Budgets provide expenditure and management controls and offer
an important tool in planning program and service delivery.
However, many
municipalities are expressing increasing dissatisfaction with
their budgeting systems and procedures, in particular:
- the considerable
time and resources absorbed in preparing and finalizing budgets
- the short-term
focus of annual budgets
- the fixation
of the budgeting process on tax rate impacts
- the emphasis
of budget documents on line-by-line "input" numbers,
with limited recognition of program "outputs" and
outcomes
- the challenge
of choosing among competing demands for additional funds
- an inadequate
alignment of municipal goals and strategies through the budget
and difficulties in interpreting council priorities
- unsatisfactory
approaches for obtaining public input into the budget-setting
process
A number of
municipal jurisdictions across North America are actively involved
in efforts to reform their budgeting systems. The "holy grail"
of these reforms is the development of "strategic budgeting"
systems that seamlessly integrate strategic plans, budgets, performance
measures, and service and program evaluations as conceptualized
below.

These strategic
budgeting systems guide resource allocation decisions that are
tied to strategic goals and to the results of regularized outcome
evaluations.
Some key features
of these systems are as follows:
- they include
well-defined service plans and objectives;
- they typically
involve multi-year plans and projections;
- they incorporate
two-way information communications with the public;
- they feature
comparisons between actual and planned financial and non-financial
performance; and,
- they involve
the comprehensive use of performance measures.
The cornerstone
of these systems is the municipality's strategic plan, which provides
an overall context and priorization guide for budget decisions
and protects the community's primary goals from being sidetracked
by the balancing decisions that form part of traditional budget
processes.
Strategic
budgeting represents a fundamental change from conventional budgeting.
Experience elsewhere has shown that the change to the new approach
is best carried out in stages over time and may take several years
to fully implement.
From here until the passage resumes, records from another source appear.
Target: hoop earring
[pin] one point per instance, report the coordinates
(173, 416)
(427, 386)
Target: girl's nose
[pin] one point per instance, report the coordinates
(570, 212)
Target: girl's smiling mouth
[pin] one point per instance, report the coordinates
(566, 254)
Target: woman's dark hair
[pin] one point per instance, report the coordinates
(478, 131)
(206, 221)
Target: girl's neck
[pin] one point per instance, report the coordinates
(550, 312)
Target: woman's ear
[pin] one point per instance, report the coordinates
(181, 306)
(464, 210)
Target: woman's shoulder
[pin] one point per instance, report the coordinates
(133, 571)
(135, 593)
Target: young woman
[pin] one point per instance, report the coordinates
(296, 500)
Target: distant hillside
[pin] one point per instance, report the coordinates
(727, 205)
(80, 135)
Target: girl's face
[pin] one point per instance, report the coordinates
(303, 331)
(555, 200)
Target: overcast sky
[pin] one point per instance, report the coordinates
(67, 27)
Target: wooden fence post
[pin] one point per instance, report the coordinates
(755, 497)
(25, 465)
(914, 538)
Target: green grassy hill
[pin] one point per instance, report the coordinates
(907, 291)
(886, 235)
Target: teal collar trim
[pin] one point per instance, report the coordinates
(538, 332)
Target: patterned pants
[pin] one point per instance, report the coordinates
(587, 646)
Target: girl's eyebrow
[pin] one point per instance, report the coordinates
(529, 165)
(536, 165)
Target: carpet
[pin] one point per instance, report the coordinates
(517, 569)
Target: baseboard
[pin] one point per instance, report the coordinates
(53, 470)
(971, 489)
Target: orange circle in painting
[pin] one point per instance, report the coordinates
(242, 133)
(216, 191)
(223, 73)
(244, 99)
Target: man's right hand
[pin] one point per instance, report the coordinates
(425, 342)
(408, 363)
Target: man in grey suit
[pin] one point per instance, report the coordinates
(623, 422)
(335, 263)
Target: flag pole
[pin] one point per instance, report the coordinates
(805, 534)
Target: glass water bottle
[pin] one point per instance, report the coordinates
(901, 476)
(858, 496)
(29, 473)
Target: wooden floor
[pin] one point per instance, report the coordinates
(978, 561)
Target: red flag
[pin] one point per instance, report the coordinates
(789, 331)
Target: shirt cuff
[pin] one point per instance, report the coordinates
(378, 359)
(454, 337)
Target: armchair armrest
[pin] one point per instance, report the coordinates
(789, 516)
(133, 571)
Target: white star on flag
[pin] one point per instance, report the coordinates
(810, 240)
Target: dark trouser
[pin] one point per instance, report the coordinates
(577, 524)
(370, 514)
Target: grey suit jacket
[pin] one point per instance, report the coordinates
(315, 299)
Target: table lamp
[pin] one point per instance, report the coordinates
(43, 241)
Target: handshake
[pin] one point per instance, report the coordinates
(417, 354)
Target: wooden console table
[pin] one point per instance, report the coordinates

The development of a strategic plan, the adoption
of departmental business plans, the selection and use of performance
measures, the design of appropriate internal and external communications
processes, the assessment of internal organizational implications
-- these and other parallel initiatives need to be well planned
and implemented within the context of available staffing and financial
resources. In addition, there appears to be no "one-size-fits-all"
strategic budgeting model that can be adopted universally: each
municipality will need to move only as far and as quickly as it
is comfortable with and will want to "tweak" the generalized
strategic budgeting model to meet its own circumstances and needs.